RH - Se por um lado encontramos a cooperação no ambiente de trabalho, por outro nos deparamos com a competição no dia a dia das empresas. Se bem dosada, ela também se torna benéfica às organizações. O senhor concorda?
Marco Ornellas - Do lugar que eu trago a discussão de cooperação, não é possível concordar com essa afirmação. Podemos e já provamos que conseguimos manter relações cooperativas e colaborativas dentro das organizações e nas interações das nossas empresas com o ambiente, o mercado. A questão não é dosar a competição ou a cooperação, como uma escolha de uma roupa que eu uso em um dia de frio ou de calor. A escolha da cooperação ou da competição não está fora de nós, está dentro de cada um. Nossa essência é a da cooperação, do convívio, da amizade, do companheirismo e do consenso. Não precisamos derrotar o outro para sermos vencedores. Podemos vencer, crescer, expandir, avançar, criar, produzir sem que o outro e a natureza tenham que perder. O modelo não deve ser o de apropriação e sim o de colaboração e convívio.

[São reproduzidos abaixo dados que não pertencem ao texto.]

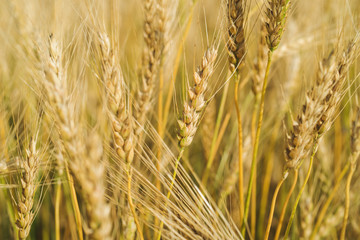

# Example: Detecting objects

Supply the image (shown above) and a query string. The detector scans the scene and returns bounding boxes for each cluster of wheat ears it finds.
[0,0,360,240]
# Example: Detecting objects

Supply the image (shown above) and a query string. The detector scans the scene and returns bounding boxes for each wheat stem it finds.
[340,164,355,240]
[156,147,185,240]
[284,136,318,239]
[55,180,62,240]
[264,172,289,240]
[234,74,244,222]
[258,122,280,239]
[274,168,299,240]
[126,169,144,240]
[201,76,229,187]
[241,50,273,235]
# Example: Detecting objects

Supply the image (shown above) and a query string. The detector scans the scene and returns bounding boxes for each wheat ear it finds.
[340,107,360,240]
[99,33,144,239]
[43,35,112,239]
[284,39,357,239]
[15,139,40,239]
[157,48,217,240]
[134,0,165,135]
[241,0,290,234]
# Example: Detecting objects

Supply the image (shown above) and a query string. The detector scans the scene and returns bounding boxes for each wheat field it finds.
[0,0,360,240]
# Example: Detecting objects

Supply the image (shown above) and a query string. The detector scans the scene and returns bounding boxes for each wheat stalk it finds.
[43,35,112,239]
[157,48,217,240]
[15,139,40,239]
[98,33,143,239]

RH - Em que momento a competição entre os profissionais demonstra sinais claro de negatividade?
Marco Ornellas - Novamente é importante destacar, do lugar que estamos discutindo e conversando, sempre a competição será negativa, visto que a premissa é competição sempre implica em ganhadores e perdedores. Os sinais que o líder deve observar, acompanhar e investigar podem ser respostas a algumas dessas questões: "Sua equipe colabora, constrói junto e apresenta resultados superiores?"; "Os resultados da sua equipe são resultados com a participação de todos?"; "Há perdedores ou sentimento de perda no ambiente?"; "As pessoas confiam umas nas outras?"; "As relações são saudáveis, abertas e colaborativas?"; "As relações da sua equipe com outras equipes e com o mundo externo são saudáveis e colaborativas?";
"Há um sentimento de pertencimento?".
RH - Em sua opinião, quais os recursos mais eficazes para que os líderes acompanhem os "níveis" de cooperação e de competição entre suas equipes e, dessa forma, assegurem um clima organizacional saudável?

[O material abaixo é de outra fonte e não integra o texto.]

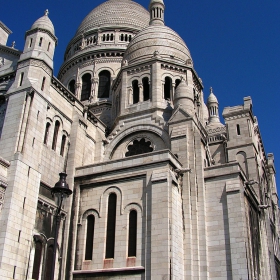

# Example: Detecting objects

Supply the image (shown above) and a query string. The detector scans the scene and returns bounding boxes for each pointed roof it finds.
[207,87,219,104]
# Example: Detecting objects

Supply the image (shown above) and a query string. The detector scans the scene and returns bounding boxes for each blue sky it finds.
[0,0,280,188]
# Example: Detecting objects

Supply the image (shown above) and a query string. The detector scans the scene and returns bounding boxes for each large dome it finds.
[76,0,150,36]
[124,25,192,64]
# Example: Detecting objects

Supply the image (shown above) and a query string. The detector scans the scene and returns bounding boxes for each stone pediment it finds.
[168,106,192,124]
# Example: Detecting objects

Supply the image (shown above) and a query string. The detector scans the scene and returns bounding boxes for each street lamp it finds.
[51,172,72,280]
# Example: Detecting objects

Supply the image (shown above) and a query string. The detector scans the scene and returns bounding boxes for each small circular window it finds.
[125,138,154,157]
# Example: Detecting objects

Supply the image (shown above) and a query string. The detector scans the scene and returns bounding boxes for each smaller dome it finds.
[174,79,194,113]
[31,10,54,35]
[207,88,219,103]
[124,25,191,64]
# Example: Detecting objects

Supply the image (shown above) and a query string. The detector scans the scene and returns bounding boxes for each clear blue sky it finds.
[0,0,280,188]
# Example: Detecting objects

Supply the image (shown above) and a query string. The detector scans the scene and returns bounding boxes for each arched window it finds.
[19,72,24,87]
[105,193,117,259]
[39,37,43,47]
[68,80,76,94]
[44,245,53,280]
[41,77,46,90]
[81,73,91,101]
[32,241,43,280]
[236,152,247,175]
[52,121,60,151]
[85,215,95,260]
[236,124,241,135]
[44,122,51,145]
[132,80,139,104]
[142,78,150,101]
[175,79,181,89]
[164,77,172,100]
[98,70,111,98]
[128,210,137,257]
[60,135,66,156]
[125,138,154,157]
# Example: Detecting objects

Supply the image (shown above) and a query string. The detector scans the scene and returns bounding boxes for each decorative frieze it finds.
[225,113,250,121]
[127,65,152,75]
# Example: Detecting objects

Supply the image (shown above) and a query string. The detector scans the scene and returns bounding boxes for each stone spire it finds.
[174,79,194,115]
[149,0,165,25]
[207,87,221,124]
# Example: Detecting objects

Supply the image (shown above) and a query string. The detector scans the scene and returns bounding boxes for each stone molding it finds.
[0,45,22,57]
[25,28,57,45]
[17,59,52,76]
[0,157,11,168]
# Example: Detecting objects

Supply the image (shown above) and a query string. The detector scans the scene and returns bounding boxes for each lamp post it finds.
[51,172,72,280]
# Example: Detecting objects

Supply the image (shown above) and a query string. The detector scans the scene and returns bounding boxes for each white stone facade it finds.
[0,0,280,280]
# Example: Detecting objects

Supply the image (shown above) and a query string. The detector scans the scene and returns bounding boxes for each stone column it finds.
[138,84,144,102]
[127,87,133,105]
[89,78,98,102]
[150,170,170,280]
[170,83,176,101]
[75,82,82,100]
[226,181,249,280]
[17,92,32,153]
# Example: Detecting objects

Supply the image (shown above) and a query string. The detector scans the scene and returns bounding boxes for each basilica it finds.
[0,0,280,280]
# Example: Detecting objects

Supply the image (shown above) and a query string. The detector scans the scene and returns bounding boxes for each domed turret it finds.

Marco Ornellas - Acredito que os líderes focam o mundo externo, analisam o cenário, inventam o futuro e esboçam caminhos para concretizá-los. Não falam e desejam, simplesmente fazem acontecer. Líderes criam visões de futuro e inspiram a nos movimentarmos nessa direção com confiança e convicção. Dessa forma o recurso mais eficaz para um líder aumentar os níveis de cooperação e diminuir a competição no ambiente organizacional é: praticar sua essência como ser humano e sua essência como um educador, líder e coach que é.